Blog Klaudii 2011-2012 | więcej
Memorial weekend
Klaudia Kurzacz 29-06-2012
Każdego ostatniego poniedziałku maja w stanach obchodzi się Memorial Day. Jest to dzien poświecony weteranom i osobom zmarłym walcząc o kraj. Dzien wolny od szkoły i pracy i to taki dłuższy weekend jak nasza majówka. My mielismy w piątek half day czyli lekcje do godziny 11 i od razu po tym wyruszyliśmy up north. Tak wszyscy mówią na północna czesc Michigan gdzie jest sporo jeziorek i dziadkowie maja tam domek.

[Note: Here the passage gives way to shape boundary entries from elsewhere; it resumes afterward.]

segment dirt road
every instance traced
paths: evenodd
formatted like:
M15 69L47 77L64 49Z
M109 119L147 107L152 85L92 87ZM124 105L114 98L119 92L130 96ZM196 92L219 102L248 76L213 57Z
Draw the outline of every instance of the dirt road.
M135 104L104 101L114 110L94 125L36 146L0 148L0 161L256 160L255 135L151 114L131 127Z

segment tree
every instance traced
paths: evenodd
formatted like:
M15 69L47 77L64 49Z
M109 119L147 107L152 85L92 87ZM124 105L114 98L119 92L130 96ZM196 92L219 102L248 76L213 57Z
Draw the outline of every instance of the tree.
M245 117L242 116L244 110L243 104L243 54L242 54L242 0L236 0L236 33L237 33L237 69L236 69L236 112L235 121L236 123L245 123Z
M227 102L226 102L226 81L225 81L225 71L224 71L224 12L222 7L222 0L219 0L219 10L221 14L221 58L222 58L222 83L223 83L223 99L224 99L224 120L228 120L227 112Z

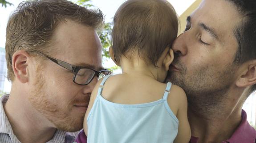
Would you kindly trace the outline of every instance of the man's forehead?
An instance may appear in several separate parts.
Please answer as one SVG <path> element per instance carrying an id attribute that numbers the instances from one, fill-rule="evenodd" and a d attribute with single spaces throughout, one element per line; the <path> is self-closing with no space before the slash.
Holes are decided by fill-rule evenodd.
<path id="1" fill-rule="evenodd" d="M 227 0 L 204 0 L 190 16 L 191 21 L 203 23 L 220 35 L 233 32 L 242 19 L 236 6 Z"/>

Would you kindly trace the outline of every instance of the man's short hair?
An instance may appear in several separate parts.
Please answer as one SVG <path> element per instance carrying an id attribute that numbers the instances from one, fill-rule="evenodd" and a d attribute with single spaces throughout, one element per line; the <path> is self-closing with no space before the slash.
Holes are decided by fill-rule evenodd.
<path id="1" fill-rule="evenodd" d="M 13 81 L 12 57 L 24 50 L 49 52 L 54 30 L 61 22 L 70 20 L 97 29 L 104 23 L 99 10 L 90 10 L 66 0 L 36 0 L 20 4 L 10 16 L 6 29 L 5 45 L 8 78 Z"/>
<path id="2" fill-rule="evenodd" d="M 256 59 L 256 0 L 227 0 L 234 4 L 244 19 L 234 29 L 234 33 L 238 43 L 238 50 L 234 62 L 241 64 L 252 59 Z M 256 85 L 252 88 L 252 92 L 256 89 Z"/>
<path id="3" fill-rule="evenodd" d="M 136 52 L 155 66 L 165 48 L 171 47 L 179 27 L 174 8 L 165 0 L 127 0 L 118 10 L 114 22 L 115 60 L 119 62 L 122 55 L 127 58 Z"/>

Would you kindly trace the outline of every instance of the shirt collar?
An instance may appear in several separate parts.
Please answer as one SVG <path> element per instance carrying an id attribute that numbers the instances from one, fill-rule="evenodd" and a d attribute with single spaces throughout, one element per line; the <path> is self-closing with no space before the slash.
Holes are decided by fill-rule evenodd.
<path id="1" fill-rule="evenodd" d="M 226 142 L 231 143 L 254 143 L 256 131 L 251 126 L 247 120 L 247 115 L 244 110 L 242 110 L 242 121 L 230 139 Z"/>
<path id="2" fill-rule="evenodd" d="M 231 137 L 223 143 L 255 143 L 256 131 L 250 125 L 247 120 L 246 112 L 242 110 L 242 121 Z M 196 143 L 199 138 L 191 136 L 190 143 Z"/>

Byłam tam w pierwszym tygodniu mojego pobytu w USA, ale maja tradycje otwierania sezonu w ten własnie weekend wiec pojechalismy. Pogoda nam nie dopisywała do konca, bo padalo a woda w jeziorze była lodowata. Mimo to mielismy fajny „rejs” łódką. Spróbowałam nawet waveboardingu czyli na desce się stoi i płynie za łódką, niestety nie za bardzo mi to wychodziło, a po kilku minutach bycia w wodzie było zdecydowanie za zimno, poddałam się.
Mimo to pograłam troche w koszykówke z host bratem, o ile można to nazwać grą z moimi umiejętnościami. Mielismy ognisko z smores czyli taki herbatnik, na to czekolada i podgrzana w ognisku pianka i na to kolejny herbatnik. Kazda osoba która wyjeżdża do stanów powinna tego spróbowac, jest rewelacyjne. Gdy wróciliśmy do domu w niedziele pogoda całkowicie się zmieniła i było gorąco.
W poniedziałek wybraliśmy się na mecz baseballa, druzyna Whitecaps, która jest szczebel niżej niż sławne Tigers z Detroit. Wszyscy próbowali mi wytłumaczyc w koncu zasady gry i byłam zaskoczona ze to az tak skomplikowana gra. Tak, trzeba odbić piłke i biegac, baza 1, 2 i 3, ale w roznych sytuacjach można rzucac piłke czy biec gdzies indziej żeby zdobyc wiecej punktów, zalezy kto gdzie stoi itd. Gra trwała może z 2 godzinki i nie pomyślałam żeby się czyms posmarowac na słonce wiec lekko się poparzyłam, ale było warto : ) i tak się skonczył ten cudowny weekend.